Okumura N, Kagiya H, Saito H, Katsuyama T, Kanai M

机构信息

Central Clinical Laboratories, Shinshu University Hospital, Matsumoto.

出版信息

Rinsho Byori. 1991 Jan;39(1):76-82.

PMID:2008047
Abstract

Sixty patients' sera with FDP-E value ranged from 200 to 2,500 ng/ml by LPIA system were assayed for FDP-Total (FDP-T) by the same system and FDP-DD by ELISA. Correlations of values between FDP-E, FDP-T and FDP-DD were excellent and ratio of FDP-T/FDP-E (T/E) and FDP-DD/FDP-E (DD/E) from same 60 sera were 32.4 + 7.4 and 1.55 + 0.50, respectively. Ratio of T/E from sera of FDP-E value demonstrating more than 500 ng/ml were classified into three groups, namely, 25.0-35.0, less than 18.0, and more than 50.0. Ten sera in each group were analyzed for FDP fragments of D, DD, Y, DY or X (DY/X) and high molecular weight (HMW) with SDS-PAGE and immunoblot method. It was found that relative concentration and proportion of D and DD.E fragments showed its characteristic pattern in each group.

摘要

通过乳胶凝集免疫测定法(LPIA系统)对60例FDP-E值在200至2500 ng/ml之间的患者血清进行检测,用同一系统测定FDP总量(FDP-T),并用酶联免疫吸附测定法(ELISA)测定FDP-DD。
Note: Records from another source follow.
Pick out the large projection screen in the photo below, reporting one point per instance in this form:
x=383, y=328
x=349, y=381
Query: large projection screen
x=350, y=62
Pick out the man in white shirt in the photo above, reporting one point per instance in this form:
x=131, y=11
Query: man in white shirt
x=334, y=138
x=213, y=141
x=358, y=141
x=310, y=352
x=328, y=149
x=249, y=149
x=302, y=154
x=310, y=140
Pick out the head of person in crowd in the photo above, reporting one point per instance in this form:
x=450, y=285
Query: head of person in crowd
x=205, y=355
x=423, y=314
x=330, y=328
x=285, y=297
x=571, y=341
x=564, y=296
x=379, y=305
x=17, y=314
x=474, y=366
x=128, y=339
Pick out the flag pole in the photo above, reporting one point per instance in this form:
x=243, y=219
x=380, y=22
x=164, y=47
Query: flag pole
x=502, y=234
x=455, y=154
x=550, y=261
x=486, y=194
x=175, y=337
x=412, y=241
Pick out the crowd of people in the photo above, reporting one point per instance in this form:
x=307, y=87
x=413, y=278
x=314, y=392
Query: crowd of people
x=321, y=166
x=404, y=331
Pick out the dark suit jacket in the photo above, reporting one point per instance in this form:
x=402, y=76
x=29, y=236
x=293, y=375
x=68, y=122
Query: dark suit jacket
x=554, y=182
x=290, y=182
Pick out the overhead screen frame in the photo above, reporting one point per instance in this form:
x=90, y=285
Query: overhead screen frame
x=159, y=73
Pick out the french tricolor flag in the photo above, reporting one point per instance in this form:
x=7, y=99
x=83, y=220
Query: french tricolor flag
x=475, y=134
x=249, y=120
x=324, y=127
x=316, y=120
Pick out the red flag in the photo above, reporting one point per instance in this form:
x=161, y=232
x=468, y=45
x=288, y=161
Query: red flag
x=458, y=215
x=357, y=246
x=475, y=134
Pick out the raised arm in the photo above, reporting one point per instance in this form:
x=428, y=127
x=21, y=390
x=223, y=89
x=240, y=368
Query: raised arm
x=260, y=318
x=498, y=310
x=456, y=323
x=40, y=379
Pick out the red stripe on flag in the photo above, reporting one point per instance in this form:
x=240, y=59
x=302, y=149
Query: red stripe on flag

FDP-E、FDP-T和FDP-DD之间的值相关性良好,来自同一60份血清的FDP-T/FDP-E(T/E)和FDP-DD/FDP-E(DD/E)比值分别为32.4±7.4和1.55±0.50。FDP-E值大于500 ng/ml的血清T/E比值分为三组,即25.0 - 35.0、小于18.0和大于50.0。采用十二烷基硫酸钠-聚丙烯酰胺凝胶电泳(SDS-PAGE)和免疫印迹法对每组中的10份血清进行D、DD、Y、DY或X(DY/X)以及高分子量(HMW)的FDP片段分析。结果发现,每组中D和DD.E片段的相对浓度和比例呈现出其特征性模式。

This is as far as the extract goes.